Just in case you didn’t hear me say this before, I’ll repeat. Killing civilians is wrong. Always. To be avoided at all costs. Killing civilians may not be a criminal act (in the context of war) but it is always wrong. War is bad enough without harming non-combatants–often the very people we are protecting–so it’s never right to kill them. Unavoidable perhaps but still wrong.

That’s why the Washington Post account of the Haditha killings as described by the Marine squad leader, Staff Sgt. Frank Wuterich disturbs me. Sgt. Wuterich says he followed the rules of engagement in describing his actions in Haditha November 19. If so, those rules authorize tossing grenades and firing indiscriminately into rooms full of people, “running and gunning” in Marine parlance. Reading the account, I got the sense of cold. methodical procedure: kick door open, toss grenade, enter with guns firing. And it works, few will survive such an assault. One Marine says “It may be bad tactics, but it works. It keeps you alive.”

Following Sgt. Wuterich’s logic, he did his job which, on that day, had tragic consequences, recognized at the time by his commanders but appropriate for the situation. There lies the crux of the debate. Under the circumstances, what should the Marines have done differently? I, for one, want them to verify targets before shooting but that hesitation may offer the enemy an opportunity to kill or escape. Do we put our soldiers at risk to spare civilians?

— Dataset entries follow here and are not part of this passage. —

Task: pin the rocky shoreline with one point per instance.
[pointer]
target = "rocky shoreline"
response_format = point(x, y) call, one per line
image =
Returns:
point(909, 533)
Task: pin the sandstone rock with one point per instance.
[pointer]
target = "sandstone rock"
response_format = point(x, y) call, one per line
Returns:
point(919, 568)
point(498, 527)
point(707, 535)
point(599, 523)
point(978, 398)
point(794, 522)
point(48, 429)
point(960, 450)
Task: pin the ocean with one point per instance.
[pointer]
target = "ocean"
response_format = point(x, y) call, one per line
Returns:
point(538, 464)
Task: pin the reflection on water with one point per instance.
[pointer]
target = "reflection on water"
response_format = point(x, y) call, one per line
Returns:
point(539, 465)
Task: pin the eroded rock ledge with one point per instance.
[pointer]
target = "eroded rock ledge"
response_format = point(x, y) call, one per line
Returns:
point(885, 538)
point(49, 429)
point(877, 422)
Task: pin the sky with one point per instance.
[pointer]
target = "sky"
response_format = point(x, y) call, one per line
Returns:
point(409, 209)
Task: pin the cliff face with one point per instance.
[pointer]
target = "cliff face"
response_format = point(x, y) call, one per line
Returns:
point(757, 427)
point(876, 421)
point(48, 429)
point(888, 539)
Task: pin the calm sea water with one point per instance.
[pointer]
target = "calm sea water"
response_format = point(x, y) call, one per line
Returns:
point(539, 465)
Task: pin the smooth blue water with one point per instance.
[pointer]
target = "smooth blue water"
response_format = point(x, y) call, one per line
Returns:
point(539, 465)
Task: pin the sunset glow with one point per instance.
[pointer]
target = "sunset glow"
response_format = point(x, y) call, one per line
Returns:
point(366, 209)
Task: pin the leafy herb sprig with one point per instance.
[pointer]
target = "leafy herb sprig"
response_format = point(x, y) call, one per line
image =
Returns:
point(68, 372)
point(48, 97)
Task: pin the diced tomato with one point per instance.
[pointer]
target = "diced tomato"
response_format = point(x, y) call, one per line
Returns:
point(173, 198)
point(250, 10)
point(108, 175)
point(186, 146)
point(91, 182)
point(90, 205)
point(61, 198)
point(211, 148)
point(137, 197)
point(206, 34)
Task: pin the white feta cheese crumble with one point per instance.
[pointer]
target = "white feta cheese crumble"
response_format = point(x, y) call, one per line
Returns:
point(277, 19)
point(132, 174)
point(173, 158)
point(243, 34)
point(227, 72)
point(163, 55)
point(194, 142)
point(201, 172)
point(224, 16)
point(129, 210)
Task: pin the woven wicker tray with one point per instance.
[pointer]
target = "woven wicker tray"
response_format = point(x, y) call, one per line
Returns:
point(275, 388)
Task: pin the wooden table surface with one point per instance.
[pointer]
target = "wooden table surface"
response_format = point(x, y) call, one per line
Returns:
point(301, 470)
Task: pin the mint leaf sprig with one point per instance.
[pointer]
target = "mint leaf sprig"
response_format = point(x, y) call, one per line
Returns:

That’s rarely the choice, though. In Haditha the rooms were full of civilians. The Marines were at minimal risk. But in the heat of battle, after an attack that killed one of your men, how much risk will I ask the Marines to take?. My answer is, as little as possible. I want to draw the line at tossing a grenade into a room of people without verifying who they are but it’s hard to do if I think they may be prepared to kill me. In the end if anyone must take more risk, it’s the Marines, not the civilians.

I know that sounds like I want Americans to die but hear me out. Soldiers are combatants, “citizens of Death’s gray land”. Their job is to close with and kill an enemy. They are trained in death’s procedures and tactics. Every soldier risks death, that’s the nature of the job. A civilian is simply living in his home, defenseless. That the enemy hides among the civilian population does not give license to kill civilians. If the Marines followed rules of engagement clearing the area where they were attacked, the sergeant, he may be free of criminal responsibility but the country that approved the rules will be guilty of the civilian deaths.

The risk to the combatant is part of what gives combat–organized murder–a what little honor it possesses. Making the extra effort to spare civilians, even at risk to oneself or his men, redeems some of the savagery of combat. In battle, we honor those who risk their lives for their buddies. That is acceptable, but doing the same for innocent civilians is little recognized. Hugh Thompson, the helicopter pilot who put himself between American soldiers and civilians at My Lai was ignored and shunned for 30 years before his country recognized and honored his bravery ().

As I began this essay, I stipulated that killing civilians is wrong. Inevitable in war but still wrong. Honor lies in recognizing and acting on this moral imperative. The higher the civilian death toll due to America’s actions in Iraq, the greater our nation’s dishonor and shame.

for the record

As a combatant would I give my life to save a civilian? Would I be willing to be the first Marine to enter a room of unknown persons without first rendering them incapable of harming me? My answer, from the entirely safe vantage of my keyboard, is “yes”. If the rules call for me to verify a target before shooting, I would. That’s my job. I should be sufficiently trained and disciplined to do that job. If the rules allow me to assault unknown persons with grenade and rifle, I would do that, too.

I know because that’s how I went to Vietnam: with a great deal of fatalism and moral neutrality. The fatalism numbed my fear and helped me survive each day of combat. The neutrality allowed me to do my job. I was mercifully spared the dilemmas faced by the Americans in Vietnam then or Americans now in Iraq but the neutrality has haunted me ever since. That’s how I know killing civilians is wrong.